The only day set aside in the New Testament as a day of special significance for Christians is Sunday, the first day of the week, the day on which Jesus rose from the dead (Matt. 28:1ff). While instituting the Lord’s Supper, Jesus spoke of a day on which He would partake of the fruit of the vine with His disciples in His Father’s kingdom (Matt. 26:29; Mk. 14:25). It was when His kingdom came (Lk. 22:18). His kingdom — the church (Matt. 16:18-19) — came on the Jewish holy day of Pentecost, which always took place on a Sunday (Lev. 23:15-16). On that day, the first converts worshiped by hearing the apostles’ doctrine, contributing (fellowship — compare with Romans 15:26), praying together, and breaking bread together, a reference to the Lord’s Supper (Acts 2:42; cf. 1 Cor. 10:16-17). This practice was shown to continue when we read that Paul and other Christians broke bread together (partook of communion) on the first day of the week (Acts 20:7), the day he also commanded Christians to give of their means (1 Cor. 16:1-2).

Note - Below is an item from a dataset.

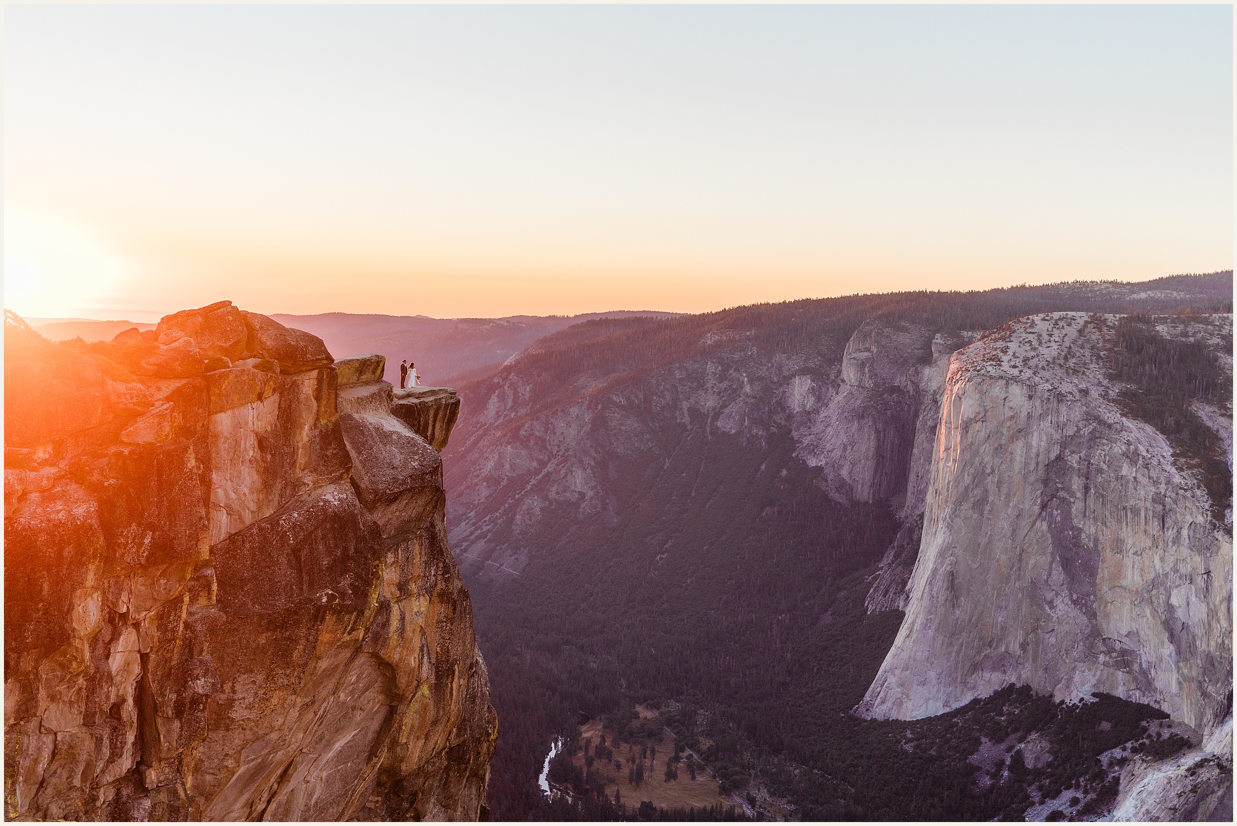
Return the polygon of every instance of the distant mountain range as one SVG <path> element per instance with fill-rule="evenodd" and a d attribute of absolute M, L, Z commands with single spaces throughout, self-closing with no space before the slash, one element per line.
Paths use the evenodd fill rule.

Non-canonical writings from this time period confirm this, such as the Epistle of Barnabas and the writings of Justin Martyr, both of whom cite Sundays as the day when the early Christians came together to worship. Yet nowhere in the New Testament are Sundays referred to as a Sabbath day in any way. Thus, to call Sundays “the Sabbath” or “the Christian Sabbath” as some denominations do is to not “speak as the oracles of God” (1 Pet. 4:11).

The biblical Sabbath was always on the seventh day of the week, and it was designed by God to be a sign between Him and Israel alone until the Law of Moses ended. He said as much when He said that it would be a sign between Him and the Jews “forever” (Ex. 31:16-17). “Forever” comes from the Hebrew word olam, which literally means “long duration; long time; long, completed time.” While the word in some cases could refer to eternity, the context determines the proper definition. Since the same word is used to describe the amount of time circumcision and the Passover would be commanded by God for the Jews to observe (Gen. 17:13; Ex. 29:42), we know God did not have eternity in mind for the Sabbath since those rites of Judaism ended at the cross as well.

He did correlate the Sabbath (literally, rest) with eternity in one way, though (Heb. 4:1-11; see v. 9). If we want to enter that heavenly rest which was provided by Christ, we must have diligence and strive to find ourselves “without spot or blemish, and at peace” on the day when the Lord comes back and this world and universe end (2 Pet. 3:9-14). May each of you be found by Him in exactly that way.